Bien sûr, suivez-moi!
En le disant, l’animal a détalé.
J’ai à peine eu le temps de lui tirer le portrait, qu’il me fallu forcer le pas. C’est une fois bloqué dans les ronces que j’ai compris trop tard que je m’étais fait avoir.
J’ai donc cherché d’autres traces.
Mais la bergeronnette ne voulait rien dire,
La cane ne m’a même pas laissé approcher,
et la sterne, elle, était occupée à chasser,
elle me snobait donc.
J’ai compris que là, il me faudrait me renseigner du côté du micro-monde, parce que les vertébrés, tout en haut de l’échelle de l’évolution, se méfiaient trop et se muraient dans le silence.
J’ai voulu demander à une thomise…
… Mais par ma faute elle a loupé son déjeuner, la mouche s’étant même essuyé les pieds dessus. Elle m’a donc regardé de travers…
… Je suis vite parti demander à une congénère plus jaune…
… Mais celle-ci a commencé à me regarder avec gourmandise, je suis parti en courant.

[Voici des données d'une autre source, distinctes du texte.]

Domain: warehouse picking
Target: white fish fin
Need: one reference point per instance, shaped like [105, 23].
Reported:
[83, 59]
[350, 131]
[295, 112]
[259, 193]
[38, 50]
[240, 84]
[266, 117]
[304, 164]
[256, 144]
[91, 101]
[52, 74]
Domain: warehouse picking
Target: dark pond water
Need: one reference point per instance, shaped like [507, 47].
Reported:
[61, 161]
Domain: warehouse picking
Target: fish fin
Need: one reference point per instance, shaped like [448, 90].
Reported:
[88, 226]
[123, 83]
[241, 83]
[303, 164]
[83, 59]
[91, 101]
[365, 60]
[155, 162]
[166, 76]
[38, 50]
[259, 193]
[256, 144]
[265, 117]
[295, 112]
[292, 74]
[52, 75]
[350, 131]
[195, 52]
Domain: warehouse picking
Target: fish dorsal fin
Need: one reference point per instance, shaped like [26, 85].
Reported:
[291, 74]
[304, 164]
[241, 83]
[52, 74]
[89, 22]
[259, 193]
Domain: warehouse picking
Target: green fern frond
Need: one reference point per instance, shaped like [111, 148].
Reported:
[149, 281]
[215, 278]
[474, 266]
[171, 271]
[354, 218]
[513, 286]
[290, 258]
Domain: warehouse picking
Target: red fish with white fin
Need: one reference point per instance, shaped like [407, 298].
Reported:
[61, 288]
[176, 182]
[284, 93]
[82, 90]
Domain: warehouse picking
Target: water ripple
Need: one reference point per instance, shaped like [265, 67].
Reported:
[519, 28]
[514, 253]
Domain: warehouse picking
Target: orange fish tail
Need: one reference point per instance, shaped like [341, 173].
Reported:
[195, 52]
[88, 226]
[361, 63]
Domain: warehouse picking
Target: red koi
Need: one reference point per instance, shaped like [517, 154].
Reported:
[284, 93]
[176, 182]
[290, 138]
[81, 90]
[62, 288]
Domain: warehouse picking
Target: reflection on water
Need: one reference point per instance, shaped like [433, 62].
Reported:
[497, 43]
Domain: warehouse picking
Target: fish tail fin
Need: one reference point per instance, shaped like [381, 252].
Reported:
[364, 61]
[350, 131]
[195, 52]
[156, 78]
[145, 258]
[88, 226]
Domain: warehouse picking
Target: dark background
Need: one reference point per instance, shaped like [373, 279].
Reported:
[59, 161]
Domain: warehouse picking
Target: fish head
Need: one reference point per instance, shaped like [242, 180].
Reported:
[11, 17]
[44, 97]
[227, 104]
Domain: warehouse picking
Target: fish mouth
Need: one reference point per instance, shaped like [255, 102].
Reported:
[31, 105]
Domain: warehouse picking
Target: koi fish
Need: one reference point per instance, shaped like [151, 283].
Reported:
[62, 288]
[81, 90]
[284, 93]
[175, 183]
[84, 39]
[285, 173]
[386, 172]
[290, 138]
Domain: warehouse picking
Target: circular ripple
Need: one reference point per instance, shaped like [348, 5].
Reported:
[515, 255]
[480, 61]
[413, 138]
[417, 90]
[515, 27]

Quelque peu déboussolé par autant d’échecs, je me suis retrouvé face à une flaque d’eau. Et là 2 yeux m’ont regardé fixement.
Pourquoi cherches tu le secret d’un animal aquatique en demandant conseil à une araignée?
Je ne sais pas!
Pourquoi as-tu demandé au ragondin? Tu sais bien qu’il a peur de l’Homme!
Ah, heu… Enfin oui, mais..
Réfléchi un peu! Suis les ailes de fée!
Et sur ces mots, il s’est envolé.
A ce moment précis, comme dans toute histoire de ce genre, je me suis dit qu’il me fallait trouver une grenouille, ce serait plus simple…. J’ai finalement trouvé un crapaud…
… Tellement minuscule que j’ai dû me coucher dans l’herbe pour lui parler… Et entendre ce qu’il disait.
Le secret des carpes ça te parle?
Non!
Et les ailes de fée alors?
Oui, suis moi j’en ai trouvé une par là!
Et il avait raison.
Comment n’y avais-je pas pensé plus tôt! Les fées étaient des libellules! Sur le terrain, j’étais bien incapable de savoir à quelle espèce elle pouvait bien appartenir.
J’ai donc cherché.
Celle-ci sortait tout juste de son exuvie, ses habits étaient tout neuf.
On s’est regardé droit dans les yeux…
Mais elle était trop jeune, elle ne savait rien.
Je me suis approché d’un couple fort occupé à former un coeur…
Et ils m’ont dit de chercher les stylets blancs…. Que j’ai fini par trouver…
Oui. Cette libellule, ici un beau mâle, possède des stylets blancs au bout de son abdomen. Elle m’aura donner du fil à retordre jusqu’à ce que je remarque ce détail!
Bonjour monsieur! pouvez-vous m’indiquer où trouver des informations concernant le secret des carpes?
Dans le monde des fées, on est muet de génération en génération. L’orthétrum s’est donc envolé pour se poser sur une autre branche à côté de l’ancêtre de la zone…
… il avait dû en voir des choses. D’ailleurs, la branche sur laquelle il était posée était étrange, les tigelles avaient une drôle de consistance…
… Et des lampions étaient accrochés dessus.
Les branches m’indiquant l’autre côté de l’étang, je m’y suis rendu.
Et là, je suis tombé nez à nez, si l’on peut dire, avec des carpes, même pas effrayées par ma présence, toutes occupées qu’elles étaient à fouiller dans la vase.
J’ai donc entamé une discussion avec l’une d’entre elle, puisqu’elle m’avait jeté un regard curieux. Je ne sais pas si vous avez déjà discuté avec une carpe, mais ça vaut le détour.
Bonjour! Je suis reporter, pouvez-vous me dire quel est votre secret?
Nous sommes immortelles!
Heuu, ah, et c’est tout?
Nous sommes immortelles!
C’est à dire?
L’Homme nous pêche, l’Homme nous relâche, nous sommes immortelles!
J’en suis tombé à la renverse.
Tout ça pour ça!?
Je me suis donc extirpé de ce bourbier et, voyant l’agrion prendre un encas…
.. Et le petit lycanidae boire un sirop de nectar…
… Je me suis souvenu que j’avais très faim, et qu’il me fallait rejoindre la civilisation…
… Avant que la nuit ne m’en empêche.
Autant vous le dire tout de suite, cette nuit là j’en ai vu des couleurs.